Resolved that the Se——te do not possess evidence sufficient to convince them that it will be for the interest of the U.S. to appoint M——rs Pleny to reside permanently at Foreign Courts.

Mr. B. I have submitted to the amendmt, but doubt its attaining the object. Whether this species of arrangement can obtain the necessary information, is doubtful. We can establish such as is suited to our governmt, it is wrong in us to entail on our governmt an unnecessary expence. This will not banish intercourse between us and foreign Nations. We should not inconsiderately involve ourselves, this is the time to determine whether we should send M——rs for special occasions or to reside permanently.

Mr. Str. This motion will convey this idea, that it is not necessary to have M——rs fixed permanently, yet that occasions may arise when it may be necessary to send them. I have no doubt the P——may have done for the best in his opinion, and will be willing to State such circumstances as occurred to him for our information. I have not information enough to guide me, I want that information. How am I to get it, the P——at an early period suggested to us the propriety in difficulties such as the present to apply to him for information.

Mr. Iz. I agree with the Gentn from Massa. He has sd and justly, that the P——has warranted us in making these enquiries. We have some important information, the letters last session from the P——of G. M——s transactions at the Court of L——is such. If it is the opinion of the S——that they have not the necessary informatn let the motion be committed.

After farther debate the nomination and the two propositions were committed to a Committee of five.

Copy, in GW’s writing, DLC:GW.

Benjamin Hawkins wrote to Thomas Jefferson on 3 Jan. 1792, transmitting “the notes I informed you I had taken of the recent debate in the Senate. When you have read them I request that they may be returned; yet, if you judge proper, you may previously show them to the President” (Jefferson Papers description begins Julian P. Boyd et al., eds. The Papers of Thomas Jefferson. 41 vols. to date. Princeton, N.J., 1950–. description ends , 23:10–11). Jefferson apparently gave the notes to GW, who personally copied them, which probably provided him with the most detailed account of the Senate debate of 29–30 Dec. 1791 he had seen.
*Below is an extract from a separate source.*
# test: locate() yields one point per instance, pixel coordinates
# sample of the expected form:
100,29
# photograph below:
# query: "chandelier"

2The act appropriating $40,000 for the support of the diplomatic service was the Foreign Intercourse Act of 1 July 1790 (DHFC, description begins Linda Grant De Pauw et al., eds. Documentary History of the First Federal Congress of the United States of America, March 4, 1789-March 3, 1791. 20 vols. to date. Baltimore, 1972–. description ends 4:702–7).
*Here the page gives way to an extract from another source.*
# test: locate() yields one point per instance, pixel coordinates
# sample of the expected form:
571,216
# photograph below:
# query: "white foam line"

3The Senate committee assigned to confer with GW on the subject of communications between the Senate and the president reported on 21 Aug. 1789 that GW had suggested that “in the appointment of foreign Ministers it may be proper that the President should consult the Senate in person, not only respecting the nomination, but the quality of the Officer to be appointed.” On this point the committee report deviated from GW’s retained notes on the meetings, which state that it would be “improper” for him to support a nomination by argument, since “the President has a right to nominate without assigning reasons,” and “so has the Senate a right to dissent without giving theirs” (Conference with a Committee of the U.S. Senate, 8 Aug. 1789, source note).